Le projet Marzipan, une chance pour le Mac… et l’iPad

Anthony Nelzin-Santos |

En levant le voile sur le projet Marzipan, Apple a ravivé l’espoir des développeurs et des commentateurs pour le futur des applications macOS. Pourtant, « UIKit sur Mac » pourrait aussi profiter aux applications iOS. Ouvrir la possibilité d’adapter les applications iOS aux paradigmes du Mac, c’est ouvrir la possibilité que les conventions de macOS marquent leur emprise sur l’iPhone et surtout l’iPad.

Alors que les distinctions fonctionnelles entre l’iPad et le Mac sont toujours plus ténues, qu’il n’a jamais été aussi facile — mais en même temps aussi frustrant — de passer de l’un à l’autre, cette annonce n’est pas anodine. En travaillant sur la version macOS d’UIKit, elle renforce la version iOS. En invitant les développeurs à adapter leurs applications à macOS, elle les pousse à réfléchir à la conception de leurs applications iOS.

La présentation d’UIKit pour Mac, lors de la WWDC 2018.

Or trop souvent encore, les applications iPad sont conçues comme de grandes applications iPhone. Quelques développeurs jeunes (comme Savage, Serif, Cultured Code ou Ulysses) et moins jeunes (comme The Omni Group, Panic ou même Adobe) montrent pourtant qu’elles peuvent être au moins aussi perfectionnées que les applications Mac. L’iPad ne manque ni de puissance ni de succès, mais certains développeurs peuvent manquer de motivation.

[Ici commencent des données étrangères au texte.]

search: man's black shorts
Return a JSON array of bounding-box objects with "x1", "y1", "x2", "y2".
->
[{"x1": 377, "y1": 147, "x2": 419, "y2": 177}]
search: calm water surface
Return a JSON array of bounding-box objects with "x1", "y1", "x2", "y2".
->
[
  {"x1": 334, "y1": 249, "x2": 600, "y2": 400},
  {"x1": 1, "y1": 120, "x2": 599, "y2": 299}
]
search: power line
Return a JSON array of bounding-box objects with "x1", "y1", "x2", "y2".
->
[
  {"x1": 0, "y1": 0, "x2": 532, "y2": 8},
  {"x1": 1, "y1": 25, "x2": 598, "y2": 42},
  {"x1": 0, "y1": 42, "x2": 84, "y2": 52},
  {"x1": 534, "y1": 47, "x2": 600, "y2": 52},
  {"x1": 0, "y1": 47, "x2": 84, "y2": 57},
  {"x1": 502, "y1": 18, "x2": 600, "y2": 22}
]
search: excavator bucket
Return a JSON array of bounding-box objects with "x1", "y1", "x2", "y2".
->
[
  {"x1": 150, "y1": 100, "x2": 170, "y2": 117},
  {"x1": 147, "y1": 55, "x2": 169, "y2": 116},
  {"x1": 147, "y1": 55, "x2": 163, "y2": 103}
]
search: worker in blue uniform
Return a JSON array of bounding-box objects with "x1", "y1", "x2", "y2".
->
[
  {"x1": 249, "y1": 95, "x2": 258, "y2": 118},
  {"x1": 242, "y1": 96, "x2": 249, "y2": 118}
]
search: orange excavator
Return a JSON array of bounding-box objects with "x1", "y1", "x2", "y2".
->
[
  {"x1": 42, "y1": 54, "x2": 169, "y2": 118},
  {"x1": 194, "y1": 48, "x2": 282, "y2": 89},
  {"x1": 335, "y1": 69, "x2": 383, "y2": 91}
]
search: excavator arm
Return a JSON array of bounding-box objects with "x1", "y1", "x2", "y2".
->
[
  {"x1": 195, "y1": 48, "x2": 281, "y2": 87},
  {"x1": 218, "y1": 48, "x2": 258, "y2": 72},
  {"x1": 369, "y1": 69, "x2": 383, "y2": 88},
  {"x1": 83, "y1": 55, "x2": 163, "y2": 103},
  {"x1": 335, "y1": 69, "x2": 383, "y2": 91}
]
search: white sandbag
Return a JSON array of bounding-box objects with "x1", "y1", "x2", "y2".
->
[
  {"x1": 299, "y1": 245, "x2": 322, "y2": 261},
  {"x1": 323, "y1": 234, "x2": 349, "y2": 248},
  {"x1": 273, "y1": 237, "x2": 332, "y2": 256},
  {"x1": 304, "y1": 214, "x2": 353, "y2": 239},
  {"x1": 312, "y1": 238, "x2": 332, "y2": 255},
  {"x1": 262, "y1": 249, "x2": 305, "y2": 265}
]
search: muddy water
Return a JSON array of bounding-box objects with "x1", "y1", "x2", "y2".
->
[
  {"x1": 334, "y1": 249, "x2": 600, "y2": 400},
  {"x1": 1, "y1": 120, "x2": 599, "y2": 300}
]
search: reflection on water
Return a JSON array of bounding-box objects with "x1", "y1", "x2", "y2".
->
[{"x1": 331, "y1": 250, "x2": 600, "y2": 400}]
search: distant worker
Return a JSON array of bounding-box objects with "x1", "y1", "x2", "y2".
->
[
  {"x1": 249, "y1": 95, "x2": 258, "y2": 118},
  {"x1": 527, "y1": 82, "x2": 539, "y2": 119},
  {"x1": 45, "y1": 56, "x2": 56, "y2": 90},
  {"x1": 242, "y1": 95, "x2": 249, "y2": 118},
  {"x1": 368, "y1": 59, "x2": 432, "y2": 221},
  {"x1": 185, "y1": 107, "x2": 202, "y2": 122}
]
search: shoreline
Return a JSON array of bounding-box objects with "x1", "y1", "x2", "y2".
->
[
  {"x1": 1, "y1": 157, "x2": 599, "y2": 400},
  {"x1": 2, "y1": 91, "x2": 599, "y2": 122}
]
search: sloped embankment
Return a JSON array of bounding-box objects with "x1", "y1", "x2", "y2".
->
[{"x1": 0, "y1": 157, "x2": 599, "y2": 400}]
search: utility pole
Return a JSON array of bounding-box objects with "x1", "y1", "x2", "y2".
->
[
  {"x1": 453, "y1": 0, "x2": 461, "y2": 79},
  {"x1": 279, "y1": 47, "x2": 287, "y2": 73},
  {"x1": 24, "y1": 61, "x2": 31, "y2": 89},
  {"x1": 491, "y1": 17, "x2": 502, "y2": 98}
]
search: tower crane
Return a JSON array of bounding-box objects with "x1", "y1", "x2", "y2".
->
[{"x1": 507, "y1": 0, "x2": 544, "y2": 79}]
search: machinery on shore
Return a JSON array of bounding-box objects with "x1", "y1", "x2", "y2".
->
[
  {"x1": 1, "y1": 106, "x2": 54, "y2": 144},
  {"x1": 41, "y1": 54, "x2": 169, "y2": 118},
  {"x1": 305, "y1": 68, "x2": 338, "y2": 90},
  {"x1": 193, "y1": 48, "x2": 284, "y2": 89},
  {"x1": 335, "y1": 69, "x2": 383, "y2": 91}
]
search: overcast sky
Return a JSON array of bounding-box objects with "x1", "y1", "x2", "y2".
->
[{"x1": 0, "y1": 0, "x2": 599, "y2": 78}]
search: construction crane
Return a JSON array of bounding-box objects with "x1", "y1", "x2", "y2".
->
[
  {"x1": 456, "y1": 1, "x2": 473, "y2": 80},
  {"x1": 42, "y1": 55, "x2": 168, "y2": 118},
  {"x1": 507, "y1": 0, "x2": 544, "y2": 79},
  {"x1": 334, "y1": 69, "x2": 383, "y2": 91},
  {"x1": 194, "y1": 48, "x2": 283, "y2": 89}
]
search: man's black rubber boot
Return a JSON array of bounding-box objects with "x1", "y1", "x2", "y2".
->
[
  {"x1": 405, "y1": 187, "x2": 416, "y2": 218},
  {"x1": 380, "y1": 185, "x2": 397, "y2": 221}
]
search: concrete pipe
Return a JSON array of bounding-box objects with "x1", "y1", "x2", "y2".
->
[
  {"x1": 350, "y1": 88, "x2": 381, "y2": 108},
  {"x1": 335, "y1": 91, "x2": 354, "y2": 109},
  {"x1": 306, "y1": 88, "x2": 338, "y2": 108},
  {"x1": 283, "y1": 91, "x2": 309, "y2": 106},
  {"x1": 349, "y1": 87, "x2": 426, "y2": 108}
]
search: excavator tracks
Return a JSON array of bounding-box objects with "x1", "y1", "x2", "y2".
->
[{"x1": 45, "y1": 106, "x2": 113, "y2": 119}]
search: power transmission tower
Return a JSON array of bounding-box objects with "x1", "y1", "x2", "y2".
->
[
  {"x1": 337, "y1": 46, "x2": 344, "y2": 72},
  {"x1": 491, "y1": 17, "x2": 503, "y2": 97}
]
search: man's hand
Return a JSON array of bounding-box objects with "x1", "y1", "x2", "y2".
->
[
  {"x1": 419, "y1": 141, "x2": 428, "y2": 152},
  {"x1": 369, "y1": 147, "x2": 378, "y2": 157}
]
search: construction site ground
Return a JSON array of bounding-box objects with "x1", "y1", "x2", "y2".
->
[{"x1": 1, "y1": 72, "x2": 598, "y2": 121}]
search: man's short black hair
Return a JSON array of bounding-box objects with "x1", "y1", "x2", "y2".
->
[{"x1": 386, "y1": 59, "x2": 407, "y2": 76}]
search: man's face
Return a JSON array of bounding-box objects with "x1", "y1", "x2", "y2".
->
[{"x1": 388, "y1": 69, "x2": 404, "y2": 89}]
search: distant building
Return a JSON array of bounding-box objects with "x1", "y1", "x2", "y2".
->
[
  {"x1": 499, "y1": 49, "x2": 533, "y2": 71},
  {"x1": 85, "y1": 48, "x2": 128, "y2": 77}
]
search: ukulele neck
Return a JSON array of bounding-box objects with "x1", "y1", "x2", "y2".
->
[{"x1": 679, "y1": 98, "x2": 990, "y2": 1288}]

C’est que l’intérêt d’un développement spécifique à l’iPad n’est pas toujours très clair. Pourquoi prendre du temps que l’on pourrait consacrer à peaufiner l’application iPhone, pourquoi engager des dépenses que l’on pourrait attribuer au développement Android, pourquoi diable s’intéresser à cet objet un peu coincé entre le téléphone et l’ordinateur portable ? Il faut bien le dire, le choix de la « grande application iPhone » est souvent le plus sensé.

Ce qui ne veut pas dire qu’il faille se résigner ! En se laissant gagner par un optimisme un peu fou, on pourrait espérer qu’en sautant de l’iPhone au Mac, certaines applications atterrissent sur l’iPad au passage. Après tout, c’est parce qu’elles ont été adaptées au Mac que les applications Bourse et Dictaphone ont enfin fait leur apparition sur iPad.

L’iPad Pro utilisé au fond du canapé avec l’Apple Pencil…

À l’inverse, on pourrait imaginer que certains développeurs « injectent » un peu d’UIKit dans leurs applications macOS, au point de finalement les adapter pour iOS. À commencer par Apple : l’embauche récente de Louis D’hauwe, développeur qui a repoussé les limites de l’iPad, pour travailler sur Xcode, agite les esprits. Sauf que la même Apple a bien dit qu’AppKit restait le framework applicatif par défaut de macOS.

UIKit est très prometteur, mais il a clairement été conçu pour porter des applications iOS, pas pour créer des applications macOS de zéro. Et puis certaines des applications Mac les plus populaires ne sont même pas des applications « natives », c’est-à-dire des applications utilisant AppKit, mais des applications web encapsulées avec Electron, qui sont déjà disponibles sur iOS… avec des interfaces parfois calamiteuses (lire : UIKit sur Mac : l’avis des développeurs sur le projet Marzipan).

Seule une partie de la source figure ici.